Lest you think that all I did was drink champagne, I drank other stuff too. We had a lovely Cheverney from the Loire Valley that reminded me of some of the fruitier Sauvignon Blancs from Napa, only better. And it went very well with the first course, which was a very interesting paté of langoustine. I don’t think that I have ever had anything like it, and I am happy to report that it was worth the wait. It was served with wedges of very small tomatoes that were nonetheless quite flavorful.
As you may have detected, I like fish, and we were in a region of France that is known for its seafood (and butter, and cream, and apples, and Calvados, and…), so what else does one eat? We had an absolutely spectacular fish that the French call St. Pierre, and we call John Dory. I hope to meet this John Dory fellow one day and thank him for inventing such a wonderful tasting fish. I have had it before, but this preparation was decadent, and the best I have had. I think it was sautéed briefly, and then finished in the pan with a large quantity of butter and cream. It seemed almost poached because of the richness, but with the firmness of a dry cooking method. It was accompanied with a dizzying variety of great tasting stuff, just a few bites of each. The wildest was the sautéed seaweed. But it wasn’t the typical stuff that we see in Japanese salads; it seemed like the stalks and buds of a different variety.

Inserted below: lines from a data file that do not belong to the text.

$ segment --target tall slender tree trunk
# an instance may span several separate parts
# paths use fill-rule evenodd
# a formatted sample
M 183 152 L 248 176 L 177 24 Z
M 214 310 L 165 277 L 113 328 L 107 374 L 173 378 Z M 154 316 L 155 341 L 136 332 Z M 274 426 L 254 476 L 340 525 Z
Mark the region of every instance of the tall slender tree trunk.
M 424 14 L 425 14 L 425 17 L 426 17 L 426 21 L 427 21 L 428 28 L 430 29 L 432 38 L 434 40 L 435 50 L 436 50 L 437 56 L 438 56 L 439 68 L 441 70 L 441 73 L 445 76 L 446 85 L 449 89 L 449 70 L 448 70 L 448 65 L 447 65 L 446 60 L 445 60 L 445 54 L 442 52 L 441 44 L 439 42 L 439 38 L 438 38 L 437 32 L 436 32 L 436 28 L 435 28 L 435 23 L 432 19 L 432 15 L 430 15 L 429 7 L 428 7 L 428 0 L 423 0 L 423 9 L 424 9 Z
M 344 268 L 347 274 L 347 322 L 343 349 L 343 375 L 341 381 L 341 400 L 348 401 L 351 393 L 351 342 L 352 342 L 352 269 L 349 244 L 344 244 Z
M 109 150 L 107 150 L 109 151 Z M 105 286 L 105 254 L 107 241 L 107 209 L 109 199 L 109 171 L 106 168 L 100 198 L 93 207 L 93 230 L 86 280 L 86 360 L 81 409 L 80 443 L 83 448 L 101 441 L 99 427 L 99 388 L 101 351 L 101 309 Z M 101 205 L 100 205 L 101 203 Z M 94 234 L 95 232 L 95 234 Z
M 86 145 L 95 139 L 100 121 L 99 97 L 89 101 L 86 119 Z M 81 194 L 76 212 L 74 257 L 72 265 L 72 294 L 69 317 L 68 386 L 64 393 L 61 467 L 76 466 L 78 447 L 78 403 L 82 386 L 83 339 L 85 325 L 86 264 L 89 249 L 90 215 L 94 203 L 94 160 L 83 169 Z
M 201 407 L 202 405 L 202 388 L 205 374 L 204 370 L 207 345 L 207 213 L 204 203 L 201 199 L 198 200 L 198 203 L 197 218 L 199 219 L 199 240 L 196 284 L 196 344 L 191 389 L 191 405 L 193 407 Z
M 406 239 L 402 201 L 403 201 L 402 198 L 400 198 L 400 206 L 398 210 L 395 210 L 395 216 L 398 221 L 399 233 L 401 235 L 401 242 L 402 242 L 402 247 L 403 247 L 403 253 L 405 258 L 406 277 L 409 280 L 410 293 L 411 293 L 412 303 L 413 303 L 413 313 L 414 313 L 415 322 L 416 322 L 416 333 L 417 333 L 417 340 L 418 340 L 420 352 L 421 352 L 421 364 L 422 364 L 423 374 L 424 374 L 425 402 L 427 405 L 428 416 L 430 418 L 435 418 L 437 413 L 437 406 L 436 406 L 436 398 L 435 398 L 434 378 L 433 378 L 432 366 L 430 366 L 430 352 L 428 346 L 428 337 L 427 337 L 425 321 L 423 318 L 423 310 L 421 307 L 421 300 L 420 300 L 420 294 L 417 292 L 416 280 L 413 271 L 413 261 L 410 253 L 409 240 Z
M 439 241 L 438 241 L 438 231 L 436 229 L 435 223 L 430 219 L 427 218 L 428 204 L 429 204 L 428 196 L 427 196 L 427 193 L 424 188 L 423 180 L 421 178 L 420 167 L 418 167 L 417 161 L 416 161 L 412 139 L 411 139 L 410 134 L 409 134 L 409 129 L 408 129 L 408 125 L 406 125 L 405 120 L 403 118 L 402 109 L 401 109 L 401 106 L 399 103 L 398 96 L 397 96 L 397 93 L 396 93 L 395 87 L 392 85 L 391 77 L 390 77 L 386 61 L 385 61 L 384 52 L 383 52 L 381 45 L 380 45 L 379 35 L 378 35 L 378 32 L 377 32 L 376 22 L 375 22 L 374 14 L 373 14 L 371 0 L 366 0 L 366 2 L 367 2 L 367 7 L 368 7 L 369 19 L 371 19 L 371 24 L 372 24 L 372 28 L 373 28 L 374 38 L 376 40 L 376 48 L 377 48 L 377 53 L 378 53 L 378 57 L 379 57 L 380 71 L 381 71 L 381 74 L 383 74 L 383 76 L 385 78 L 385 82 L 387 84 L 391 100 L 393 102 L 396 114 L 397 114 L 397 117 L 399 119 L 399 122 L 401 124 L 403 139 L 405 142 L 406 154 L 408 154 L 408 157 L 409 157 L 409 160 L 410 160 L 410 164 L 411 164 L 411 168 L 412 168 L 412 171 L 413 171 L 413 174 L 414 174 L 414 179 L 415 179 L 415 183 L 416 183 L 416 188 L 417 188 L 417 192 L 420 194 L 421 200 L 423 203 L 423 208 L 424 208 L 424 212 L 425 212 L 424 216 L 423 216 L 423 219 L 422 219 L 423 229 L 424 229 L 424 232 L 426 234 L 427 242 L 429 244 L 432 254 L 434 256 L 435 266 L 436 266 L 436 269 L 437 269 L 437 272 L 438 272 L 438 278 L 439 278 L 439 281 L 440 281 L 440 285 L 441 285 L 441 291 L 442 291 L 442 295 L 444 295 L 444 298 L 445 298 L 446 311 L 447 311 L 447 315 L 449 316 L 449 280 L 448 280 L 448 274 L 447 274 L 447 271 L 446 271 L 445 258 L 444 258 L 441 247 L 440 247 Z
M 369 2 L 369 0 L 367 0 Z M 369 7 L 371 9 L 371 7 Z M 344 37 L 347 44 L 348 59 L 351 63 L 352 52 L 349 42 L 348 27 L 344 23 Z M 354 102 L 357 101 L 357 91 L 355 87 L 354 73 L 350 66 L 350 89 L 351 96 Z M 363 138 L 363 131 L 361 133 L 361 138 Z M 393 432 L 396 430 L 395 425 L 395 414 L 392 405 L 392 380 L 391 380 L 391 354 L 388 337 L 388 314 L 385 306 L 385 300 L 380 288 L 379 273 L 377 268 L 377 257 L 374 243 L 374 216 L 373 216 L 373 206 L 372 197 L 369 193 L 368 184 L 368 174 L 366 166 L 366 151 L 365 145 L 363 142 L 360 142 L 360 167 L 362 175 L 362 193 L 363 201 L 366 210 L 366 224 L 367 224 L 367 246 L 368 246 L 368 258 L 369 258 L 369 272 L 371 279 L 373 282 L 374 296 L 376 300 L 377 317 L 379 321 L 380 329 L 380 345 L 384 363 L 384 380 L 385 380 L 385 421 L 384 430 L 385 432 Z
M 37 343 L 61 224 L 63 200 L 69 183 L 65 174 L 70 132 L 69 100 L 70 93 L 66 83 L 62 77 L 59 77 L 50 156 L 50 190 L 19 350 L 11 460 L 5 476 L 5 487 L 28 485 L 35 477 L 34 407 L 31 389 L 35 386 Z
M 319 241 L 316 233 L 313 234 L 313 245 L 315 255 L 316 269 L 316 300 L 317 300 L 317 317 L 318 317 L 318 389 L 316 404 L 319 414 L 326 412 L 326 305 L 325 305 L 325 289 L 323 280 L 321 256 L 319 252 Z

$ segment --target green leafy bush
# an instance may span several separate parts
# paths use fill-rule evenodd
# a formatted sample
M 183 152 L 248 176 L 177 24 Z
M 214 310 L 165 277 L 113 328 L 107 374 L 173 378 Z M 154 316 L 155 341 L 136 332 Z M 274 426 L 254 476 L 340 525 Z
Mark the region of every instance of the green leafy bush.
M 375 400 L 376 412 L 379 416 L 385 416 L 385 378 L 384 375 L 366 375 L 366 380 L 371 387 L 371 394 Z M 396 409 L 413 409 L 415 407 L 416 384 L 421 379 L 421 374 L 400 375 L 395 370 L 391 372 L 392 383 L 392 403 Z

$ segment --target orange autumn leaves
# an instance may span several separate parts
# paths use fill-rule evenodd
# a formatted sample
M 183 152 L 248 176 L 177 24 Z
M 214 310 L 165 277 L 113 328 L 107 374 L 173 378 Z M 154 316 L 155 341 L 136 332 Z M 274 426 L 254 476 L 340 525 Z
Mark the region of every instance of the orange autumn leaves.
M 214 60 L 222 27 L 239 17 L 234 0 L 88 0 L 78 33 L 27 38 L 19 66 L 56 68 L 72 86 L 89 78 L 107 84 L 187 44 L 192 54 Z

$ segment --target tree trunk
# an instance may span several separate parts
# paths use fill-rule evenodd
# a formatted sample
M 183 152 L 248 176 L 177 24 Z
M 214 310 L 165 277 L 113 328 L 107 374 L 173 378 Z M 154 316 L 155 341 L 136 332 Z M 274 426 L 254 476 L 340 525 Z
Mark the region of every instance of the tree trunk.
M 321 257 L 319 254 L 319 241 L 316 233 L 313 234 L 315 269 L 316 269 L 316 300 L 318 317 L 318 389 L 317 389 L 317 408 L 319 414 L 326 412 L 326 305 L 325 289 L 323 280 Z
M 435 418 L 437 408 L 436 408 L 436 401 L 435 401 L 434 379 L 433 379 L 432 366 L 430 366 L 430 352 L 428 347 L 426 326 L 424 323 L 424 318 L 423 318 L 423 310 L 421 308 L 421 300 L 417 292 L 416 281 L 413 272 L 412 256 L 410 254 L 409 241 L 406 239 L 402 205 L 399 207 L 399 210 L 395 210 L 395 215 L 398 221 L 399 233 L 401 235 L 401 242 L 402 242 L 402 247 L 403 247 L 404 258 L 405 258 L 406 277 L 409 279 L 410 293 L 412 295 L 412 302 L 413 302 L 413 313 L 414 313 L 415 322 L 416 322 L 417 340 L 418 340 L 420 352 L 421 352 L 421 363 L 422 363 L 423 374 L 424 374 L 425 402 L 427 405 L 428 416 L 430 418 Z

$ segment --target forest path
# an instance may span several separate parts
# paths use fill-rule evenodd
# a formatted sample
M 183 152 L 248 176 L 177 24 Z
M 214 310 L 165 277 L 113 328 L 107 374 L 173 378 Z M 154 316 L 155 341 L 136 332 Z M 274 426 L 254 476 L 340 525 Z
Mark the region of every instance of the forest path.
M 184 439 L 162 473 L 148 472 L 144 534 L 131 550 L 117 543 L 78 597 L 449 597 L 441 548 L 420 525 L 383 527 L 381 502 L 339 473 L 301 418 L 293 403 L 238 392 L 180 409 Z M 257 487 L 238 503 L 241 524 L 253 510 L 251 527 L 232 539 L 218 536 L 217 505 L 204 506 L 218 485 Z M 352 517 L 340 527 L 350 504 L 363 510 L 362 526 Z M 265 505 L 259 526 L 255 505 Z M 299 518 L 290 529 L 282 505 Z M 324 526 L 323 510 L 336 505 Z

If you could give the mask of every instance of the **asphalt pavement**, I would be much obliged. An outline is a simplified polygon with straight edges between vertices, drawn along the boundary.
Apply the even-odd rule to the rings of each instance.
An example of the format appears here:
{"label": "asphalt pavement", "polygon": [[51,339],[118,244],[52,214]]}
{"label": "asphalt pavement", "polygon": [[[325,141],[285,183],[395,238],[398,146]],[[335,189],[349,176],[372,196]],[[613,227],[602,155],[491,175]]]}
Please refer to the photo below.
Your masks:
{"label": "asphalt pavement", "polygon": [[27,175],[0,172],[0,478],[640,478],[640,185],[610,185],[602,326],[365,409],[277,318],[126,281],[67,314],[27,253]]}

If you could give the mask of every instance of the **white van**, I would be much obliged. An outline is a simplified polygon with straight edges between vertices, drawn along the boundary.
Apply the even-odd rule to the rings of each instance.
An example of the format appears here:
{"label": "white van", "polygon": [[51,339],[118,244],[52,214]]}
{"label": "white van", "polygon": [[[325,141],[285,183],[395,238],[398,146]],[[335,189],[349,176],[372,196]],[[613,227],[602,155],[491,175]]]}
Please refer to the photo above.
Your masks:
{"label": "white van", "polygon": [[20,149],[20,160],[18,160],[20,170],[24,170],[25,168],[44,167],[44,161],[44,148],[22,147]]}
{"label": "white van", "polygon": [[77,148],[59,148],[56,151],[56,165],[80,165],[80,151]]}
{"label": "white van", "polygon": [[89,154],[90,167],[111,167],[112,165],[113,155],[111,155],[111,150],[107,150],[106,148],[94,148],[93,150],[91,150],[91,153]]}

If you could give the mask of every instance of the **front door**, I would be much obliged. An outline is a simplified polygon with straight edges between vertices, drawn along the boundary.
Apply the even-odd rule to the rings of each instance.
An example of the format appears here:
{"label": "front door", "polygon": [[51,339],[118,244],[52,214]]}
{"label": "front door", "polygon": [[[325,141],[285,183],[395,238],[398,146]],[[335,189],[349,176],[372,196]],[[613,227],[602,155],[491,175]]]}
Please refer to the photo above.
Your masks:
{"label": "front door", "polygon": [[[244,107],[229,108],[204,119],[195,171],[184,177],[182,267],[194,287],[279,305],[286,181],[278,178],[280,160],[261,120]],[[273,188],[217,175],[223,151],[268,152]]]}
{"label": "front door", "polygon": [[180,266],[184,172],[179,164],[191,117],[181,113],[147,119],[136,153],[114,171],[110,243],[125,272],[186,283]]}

It was mild in flavor, but with a great texture, almost like thin string beans that had been blanched for just a few seconds to retain their crunch (I saw them a few days later in a little fruit and vegetable shop in Holland, so they obviously are not unique to Normandy). Then came the spinach purée — can you guess how it was cooked? Wow! Fantastically rich flavor with an incredible texture and mouth feel. There was a reason that the serving was small. I don’t think that I could have eaten more than a few bites, but those bites sure were good. Next came a few pieces of squid ink pasta, just penne cooked al dente, which was fine, but nothing special. It did add some great color to the plate, which is obviously why it was there. But I ate it anyway so as not to be rude to the chef. He finished off the plates with a scattering of nice fresh fava beans, peas, and some slivers of carrot. All were cooked nicely, with beautiful bright colors. It was an elegant and successful attempt at getting me to eat my vegetables. The whole thing sat in a delicate beurre blanc. The meal ran late, and the kitchen began to run out of bread because everyone was sopping up the sauce. I wonder how a chef, cooking in a hot kitchen for hours, must feel when the plates come back looking as if they had been licked clean?
Because the meal was on the light side, our host ordered some great cheeses, none of whose names I remember. But that is typical of me and cheese. I love cheese, eat it as often as I can, and routinely forget the names of the best ones. But that is okay, because it seems as if new cheeses are being invented every day, and many of them are delicious. So all I need to do is point and grunt, and I usually do okay. But these cheeses were excellent, and went interestingly with the Chateauneuf-du-Pape that we drank with them. Now, I think that most cheeses kill the flavors of most red wines, but this was an austere, crisp version and it went fairly well with the cheese.
The dessert was birthday cake (Happy Birthday, Anne Sophie!) and it was a nice version, but not a Norman specialty. I ate all of it, and I’m not thrilled by most cakes, so that should give some indication of its quality.
Once again, a small neighborhood restaurant, in a part of France that is certainly off the beaten path for most tourists, and many Frenchmen, produced an excellent, interesting meal with local ingredients and regional specialties. And that’s good cooking, and how it is supposed to be done.
4 Replies to “Le Pont Bleu — Saint-Pair Sur Mer, France”
Did you try Calvados? And what exactly is the name of this lovely little restaurant?
No, I’m not a fan of Calvados. And the name of the restaurant is “Le Pont Bleu,” as is mentioned in the title of the post! Unless I forget, or the restaurant is lousy, that is the way I title any discussion of a restaurant.
It all sounds so good. The “seaweed” is actually called pousse-pierre or sea beans. It’s available here, I’ve seen it at the WF on 14th St. We used it a bit over the years. Nice saline crunch, and it looks good on a plate.
Also, Tarte Tatin is really not difficult, after a few disasters it becomes pretty predictable. Find a recipe and give it a shot.
The pousse-pierre went very well with the fish. What a nice idea.
As for tarte-tatin, what kinds of apples would work best?